GPC: Enzyme Involved in DNA Replication and Cellular Signaling Pathways
GPC: Enzyme Involved in DNA Replication and Cellular Signaling Pathways
Guanosine phosphorylase (GPC) is a enzyme involved in the metabolism of guanosine, a nucleotide base that is important for various cellular processes. LACC1 (Guanosine Phosphorylase LACC1) is a protein that is specific for GPC and is expressed in various tissues and cells in the body. The role of GPC in cellular processes is wide-ranging and includes the regulation of cell signaling pathways, DNA replication, and chromatin structure.
GPC is a critical enzyme in the DNA replication process. During DNA replication, GPC is involved in the production of new DNA strands, which are then separated and used to create two daughter copies of the double helix. GPC activity is essential for the initiation of DNA replication and is critical for the formation of a stable double helix.
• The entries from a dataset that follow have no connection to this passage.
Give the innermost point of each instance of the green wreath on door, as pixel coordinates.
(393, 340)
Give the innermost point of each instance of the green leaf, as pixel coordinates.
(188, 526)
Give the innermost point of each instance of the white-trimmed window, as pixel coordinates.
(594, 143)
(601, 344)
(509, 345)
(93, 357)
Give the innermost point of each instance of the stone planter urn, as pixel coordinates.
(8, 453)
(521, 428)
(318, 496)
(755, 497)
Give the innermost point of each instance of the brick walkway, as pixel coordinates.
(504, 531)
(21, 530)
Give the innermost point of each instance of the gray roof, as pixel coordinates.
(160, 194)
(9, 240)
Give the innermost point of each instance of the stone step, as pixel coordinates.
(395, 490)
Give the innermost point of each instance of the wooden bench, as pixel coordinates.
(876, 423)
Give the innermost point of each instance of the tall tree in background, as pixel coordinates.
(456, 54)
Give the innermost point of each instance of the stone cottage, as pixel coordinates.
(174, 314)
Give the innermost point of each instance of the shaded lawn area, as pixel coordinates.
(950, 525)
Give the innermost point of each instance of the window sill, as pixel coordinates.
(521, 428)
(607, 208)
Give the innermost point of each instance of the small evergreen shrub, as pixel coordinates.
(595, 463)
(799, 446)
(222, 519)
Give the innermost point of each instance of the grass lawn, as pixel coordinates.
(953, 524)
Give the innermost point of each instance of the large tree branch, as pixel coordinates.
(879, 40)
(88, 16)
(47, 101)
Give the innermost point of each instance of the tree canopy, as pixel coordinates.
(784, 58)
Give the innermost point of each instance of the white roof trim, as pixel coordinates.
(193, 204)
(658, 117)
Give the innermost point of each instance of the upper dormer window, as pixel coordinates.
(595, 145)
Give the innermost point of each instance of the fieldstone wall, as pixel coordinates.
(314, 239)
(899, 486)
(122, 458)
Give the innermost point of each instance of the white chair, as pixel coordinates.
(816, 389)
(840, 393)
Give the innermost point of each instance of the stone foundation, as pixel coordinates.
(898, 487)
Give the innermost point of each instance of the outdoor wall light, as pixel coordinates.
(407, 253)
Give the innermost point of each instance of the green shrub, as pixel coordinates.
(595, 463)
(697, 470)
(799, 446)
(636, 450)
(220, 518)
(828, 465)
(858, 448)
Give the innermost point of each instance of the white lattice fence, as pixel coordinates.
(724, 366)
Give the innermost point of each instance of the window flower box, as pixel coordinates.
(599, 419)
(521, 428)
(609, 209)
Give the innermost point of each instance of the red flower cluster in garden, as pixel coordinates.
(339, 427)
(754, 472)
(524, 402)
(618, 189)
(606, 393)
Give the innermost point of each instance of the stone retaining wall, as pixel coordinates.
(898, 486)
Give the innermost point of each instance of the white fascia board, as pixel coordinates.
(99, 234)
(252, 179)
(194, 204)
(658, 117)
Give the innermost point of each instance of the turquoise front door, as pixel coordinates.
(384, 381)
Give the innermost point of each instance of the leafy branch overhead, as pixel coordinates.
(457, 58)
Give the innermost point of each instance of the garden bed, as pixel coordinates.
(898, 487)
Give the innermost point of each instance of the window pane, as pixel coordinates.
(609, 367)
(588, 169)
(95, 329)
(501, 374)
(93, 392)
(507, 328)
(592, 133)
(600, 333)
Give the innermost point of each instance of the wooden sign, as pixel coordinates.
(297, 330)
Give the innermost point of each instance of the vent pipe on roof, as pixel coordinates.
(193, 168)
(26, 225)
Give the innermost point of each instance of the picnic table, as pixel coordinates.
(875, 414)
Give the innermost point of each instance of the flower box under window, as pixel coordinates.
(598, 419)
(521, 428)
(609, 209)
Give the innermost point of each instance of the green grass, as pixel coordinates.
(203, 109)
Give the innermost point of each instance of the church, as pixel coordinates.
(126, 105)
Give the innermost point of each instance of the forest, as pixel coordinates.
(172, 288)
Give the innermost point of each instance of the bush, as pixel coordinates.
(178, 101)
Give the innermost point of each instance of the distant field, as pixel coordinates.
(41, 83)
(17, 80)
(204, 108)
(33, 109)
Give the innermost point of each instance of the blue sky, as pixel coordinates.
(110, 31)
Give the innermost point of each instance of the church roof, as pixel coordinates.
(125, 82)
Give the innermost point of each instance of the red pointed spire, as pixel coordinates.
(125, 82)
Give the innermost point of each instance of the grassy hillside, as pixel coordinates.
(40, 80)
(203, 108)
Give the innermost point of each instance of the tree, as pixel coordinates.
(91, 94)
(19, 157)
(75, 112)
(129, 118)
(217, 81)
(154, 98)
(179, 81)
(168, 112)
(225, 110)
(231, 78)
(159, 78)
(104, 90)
In addition to its role in DNA replication, GPC is also involved in the regulation of cell signaling pathways. GPC has been shown to be involved in the regulation of cell proliferation, differentiation, and apoptosis. GPC has been shown to play a role in the regulation of cell cycle progression, and it has been shown to be involved in the regulation of apoptosis.
GPC is also involved in the regulation of chromatin structure. GPC has been shown to play a role in the regulation of chromatin structure and has been shown to be involved in the regulation of gene expression. GPC has been shown to interact with histone proteins, which are the proteins that make up the nucleosome, the basic unit of chromatin.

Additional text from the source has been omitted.